La fin d'une illusion amoureuse


Chez Rodolphe, Emma trouve l’occasion d’échapper à la monotonie de sa vie conjugale et d’explorer cette passion amoureuse qu’elle rêve depuis toujours sans l’avoir réellement jamais connue. Ansi, Emma se fie à Rodolphe, elle ressent des sentiment profonds et désire fuir avec lui, afin d’être vraiment heureuse. Son mari Charles ne sera jamais le héros qu’elle tant aimait dans les  romans de son adolescence.

De son côté, Rodolphe n’est pas du même avis:

– Quel imbécile je suis ! fit-il en jurant épouvantablement. N’importe, c’était une jolie maîtresse ! 
Et, aussitôt, la beauté d’Emma, avec tous les plaisirs de cet amour, lui réapparurent. D’abord il s’attendrit, puis il se révolta contre elle. 
– Car enfin, exclamait-il en gesticulant, je ne peux pas m’expatrier, avoir la charge d’une enfant. 
Il se disait ces choses pour s’affermir davantage. 
– Et, d’ailleurs, les embarras, la dépense.
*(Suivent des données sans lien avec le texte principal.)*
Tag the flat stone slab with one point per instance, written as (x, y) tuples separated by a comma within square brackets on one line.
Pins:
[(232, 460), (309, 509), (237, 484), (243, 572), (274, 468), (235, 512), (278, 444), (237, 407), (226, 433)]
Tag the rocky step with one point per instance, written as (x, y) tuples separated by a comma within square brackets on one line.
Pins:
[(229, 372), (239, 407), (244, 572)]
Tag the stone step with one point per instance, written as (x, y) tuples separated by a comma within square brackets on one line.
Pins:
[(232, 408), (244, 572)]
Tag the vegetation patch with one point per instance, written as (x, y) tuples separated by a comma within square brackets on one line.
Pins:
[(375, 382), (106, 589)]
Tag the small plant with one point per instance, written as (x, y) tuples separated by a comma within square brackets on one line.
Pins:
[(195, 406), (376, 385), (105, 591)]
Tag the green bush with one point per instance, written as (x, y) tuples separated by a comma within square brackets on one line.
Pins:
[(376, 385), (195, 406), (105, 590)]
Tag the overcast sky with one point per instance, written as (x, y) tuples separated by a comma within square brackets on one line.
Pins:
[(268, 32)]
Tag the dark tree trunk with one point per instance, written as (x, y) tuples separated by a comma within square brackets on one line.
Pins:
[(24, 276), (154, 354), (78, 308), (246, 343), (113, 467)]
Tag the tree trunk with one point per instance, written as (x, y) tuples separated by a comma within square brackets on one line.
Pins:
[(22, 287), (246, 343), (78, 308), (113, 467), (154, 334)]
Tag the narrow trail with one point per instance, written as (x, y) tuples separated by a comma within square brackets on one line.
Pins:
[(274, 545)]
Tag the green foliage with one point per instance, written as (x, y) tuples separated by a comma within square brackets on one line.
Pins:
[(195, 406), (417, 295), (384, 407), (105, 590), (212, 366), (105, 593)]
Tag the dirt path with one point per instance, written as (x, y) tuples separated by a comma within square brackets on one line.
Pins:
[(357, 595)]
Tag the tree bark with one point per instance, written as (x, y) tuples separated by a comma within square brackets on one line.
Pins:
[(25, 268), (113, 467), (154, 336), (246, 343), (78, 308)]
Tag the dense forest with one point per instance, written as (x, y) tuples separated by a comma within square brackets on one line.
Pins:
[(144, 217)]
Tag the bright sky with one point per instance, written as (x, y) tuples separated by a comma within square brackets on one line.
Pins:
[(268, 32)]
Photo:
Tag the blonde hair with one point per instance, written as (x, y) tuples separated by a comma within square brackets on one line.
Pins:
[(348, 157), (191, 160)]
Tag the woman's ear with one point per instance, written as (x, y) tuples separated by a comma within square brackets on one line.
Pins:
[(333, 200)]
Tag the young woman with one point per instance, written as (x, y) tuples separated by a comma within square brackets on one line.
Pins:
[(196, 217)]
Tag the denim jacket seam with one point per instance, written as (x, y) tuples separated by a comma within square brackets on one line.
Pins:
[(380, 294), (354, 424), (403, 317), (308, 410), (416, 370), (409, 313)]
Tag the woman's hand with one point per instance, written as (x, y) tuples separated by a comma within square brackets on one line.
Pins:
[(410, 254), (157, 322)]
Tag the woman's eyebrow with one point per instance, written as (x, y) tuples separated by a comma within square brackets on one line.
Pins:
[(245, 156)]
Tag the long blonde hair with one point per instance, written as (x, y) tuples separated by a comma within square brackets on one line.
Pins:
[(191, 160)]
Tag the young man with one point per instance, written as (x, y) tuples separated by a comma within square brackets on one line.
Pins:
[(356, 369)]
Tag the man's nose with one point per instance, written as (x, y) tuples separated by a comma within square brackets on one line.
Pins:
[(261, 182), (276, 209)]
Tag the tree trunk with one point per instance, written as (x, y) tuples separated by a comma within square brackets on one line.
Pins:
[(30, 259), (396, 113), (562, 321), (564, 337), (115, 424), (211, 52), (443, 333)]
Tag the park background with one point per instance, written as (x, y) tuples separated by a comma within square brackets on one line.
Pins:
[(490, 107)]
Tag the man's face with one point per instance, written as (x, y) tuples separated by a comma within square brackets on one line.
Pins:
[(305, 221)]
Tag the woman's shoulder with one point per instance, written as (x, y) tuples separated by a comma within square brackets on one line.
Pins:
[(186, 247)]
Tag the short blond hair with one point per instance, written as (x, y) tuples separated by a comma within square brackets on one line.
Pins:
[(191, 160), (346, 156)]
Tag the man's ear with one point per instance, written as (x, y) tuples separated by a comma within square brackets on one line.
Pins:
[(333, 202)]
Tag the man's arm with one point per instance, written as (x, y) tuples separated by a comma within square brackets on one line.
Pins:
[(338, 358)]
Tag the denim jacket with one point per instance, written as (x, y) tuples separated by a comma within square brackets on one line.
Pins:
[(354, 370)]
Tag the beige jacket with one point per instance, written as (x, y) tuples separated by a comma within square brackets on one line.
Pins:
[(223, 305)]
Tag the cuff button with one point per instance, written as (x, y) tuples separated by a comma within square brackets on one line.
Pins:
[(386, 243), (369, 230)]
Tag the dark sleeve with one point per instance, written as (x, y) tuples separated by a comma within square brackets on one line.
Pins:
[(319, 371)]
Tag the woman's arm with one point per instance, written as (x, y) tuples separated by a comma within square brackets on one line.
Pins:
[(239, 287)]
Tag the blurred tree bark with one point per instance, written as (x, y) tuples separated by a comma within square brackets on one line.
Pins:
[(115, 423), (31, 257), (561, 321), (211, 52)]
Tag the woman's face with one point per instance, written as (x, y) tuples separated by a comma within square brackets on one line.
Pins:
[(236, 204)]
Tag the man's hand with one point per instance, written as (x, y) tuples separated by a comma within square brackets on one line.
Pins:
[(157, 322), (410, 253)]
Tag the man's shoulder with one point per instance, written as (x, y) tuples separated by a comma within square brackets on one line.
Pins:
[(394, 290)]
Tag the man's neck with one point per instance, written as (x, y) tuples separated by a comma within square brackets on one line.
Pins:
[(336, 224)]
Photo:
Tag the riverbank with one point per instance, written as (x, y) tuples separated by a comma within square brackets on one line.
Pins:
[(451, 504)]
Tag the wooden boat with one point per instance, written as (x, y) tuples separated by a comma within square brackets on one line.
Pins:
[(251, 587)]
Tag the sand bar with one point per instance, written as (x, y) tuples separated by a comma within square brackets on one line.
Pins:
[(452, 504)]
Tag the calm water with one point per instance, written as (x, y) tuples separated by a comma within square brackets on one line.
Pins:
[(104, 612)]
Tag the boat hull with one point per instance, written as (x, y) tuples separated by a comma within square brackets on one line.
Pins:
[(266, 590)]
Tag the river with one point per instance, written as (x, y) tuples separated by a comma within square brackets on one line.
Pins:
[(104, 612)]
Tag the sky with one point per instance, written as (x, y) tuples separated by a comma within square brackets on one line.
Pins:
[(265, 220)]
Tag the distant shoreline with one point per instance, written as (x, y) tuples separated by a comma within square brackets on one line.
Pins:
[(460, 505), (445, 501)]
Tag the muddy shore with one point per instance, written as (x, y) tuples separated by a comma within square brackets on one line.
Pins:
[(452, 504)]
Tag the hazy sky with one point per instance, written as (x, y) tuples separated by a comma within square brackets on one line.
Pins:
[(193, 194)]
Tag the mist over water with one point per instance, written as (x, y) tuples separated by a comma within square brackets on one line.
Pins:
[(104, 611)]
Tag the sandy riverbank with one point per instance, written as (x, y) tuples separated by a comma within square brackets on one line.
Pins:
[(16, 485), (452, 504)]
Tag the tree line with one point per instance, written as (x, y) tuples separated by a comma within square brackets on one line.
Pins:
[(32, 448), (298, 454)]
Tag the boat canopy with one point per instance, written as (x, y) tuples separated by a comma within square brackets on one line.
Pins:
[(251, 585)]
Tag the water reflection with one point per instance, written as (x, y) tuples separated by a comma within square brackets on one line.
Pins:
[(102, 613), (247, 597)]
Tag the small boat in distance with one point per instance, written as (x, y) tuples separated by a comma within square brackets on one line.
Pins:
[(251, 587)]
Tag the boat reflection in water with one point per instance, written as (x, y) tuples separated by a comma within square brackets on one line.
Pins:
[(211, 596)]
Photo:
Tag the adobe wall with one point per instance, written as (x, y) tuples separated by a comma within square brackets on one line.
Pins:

Ah ! non, non, mille fois non ! cela eût été trop bête ! 

Rodolphe n’est pas amoureux d’Emma. Son « amour » se limite au rapport physique et à la beauté: Emma n’est rien de plus qu’ une « maîtresse » pour lui. S'enfuir avec elle signifierait dépenser son argent et avoir des responsabilités et Rodolphe n’est certainement pas ce que l’on peut appeler  un homme fiable et sérieux. Ils ont deux conceptions d’amour très différentes. 
De plus, on peut remarquer qu’en parlant d’Emma, il utilise déjà le passé. Leur liaison est terminée. Donc Rodolphe décide démolir les châteaux en Espagne de la cette femme :

Il écrivit : « Du courage, Emma ! du courage ! Je ne veux pas faire le malheur de votre existence... » – Après tout, c’est vrai, pensa Rodolphe ; j’agis dans son intérêt ; je suis honnête. [ … ]  Rodolphe s’arrêta pour trouver ici quelque bonne excuse. – Si je lui disais que toute ma fortune est perdue ?... 

Rodolphe lui écrit une lettre pour la quitter ; sa vraie nature, hypocrite et mensongère, émerge:

L’idée seule des chagrins qui vous arrivent me torture, Emma ! Oubliez-moi ! 
[ … ] Ô mon Dieu ! non, non, n’en accusez que la fatalité ! » – Voilà un mot qui fait toujours de l’effet, se dit-il.[ ... ]
« Le monde est cruel, Emma. Partout où nous eussions été, il nous aurait poursuivis.»

Quand Emma lit la lettre, elle en est choquée. Elle ne peut pas croire à ses yeux. Encore moin, quelques jours après, quand,par hasard, elle entrevoit Rodolphe. Tous ses rêves, ses sentiments, ses espoirs sont détruits: c’est un coup trop fort pour elle et sa santé physique et mentale cède:

Emma poussa un cri et tomba roide par terre, à la renverse. En effet, Rodolphe, après bien des réflexions, s’était décidé à partir pour Rouen. [ … ] il lui avait fallu traverser le village, et Emma l’avait reconnu. [...]
Elle s’évanouit encore. [ … ] Elle restait étendue, la bouche ouverte, les paupières fermées, les mains à plat, immobile, et blanche comme une statue de cire. Il sortait de ses yeux deux ruisseaux de larmes qui coulaient lentement sur l’oreiller. [ … ]
On crut qu’elle avait le délire ; elle l’eut à partir de minuit : une fièvre cérébrale s’était déclarée.

Jennifer Jones, Madame Bovary (1949)

Celui qui se fait vraiment du souci pour Emma, c’est son mari Charles qui, comme tous les hommes qui tiennent pour acquis la félicité et la joie de leur femme,  ignore - dans sa « cécité » -, la vraie raison du mal-être de sa femme adorée.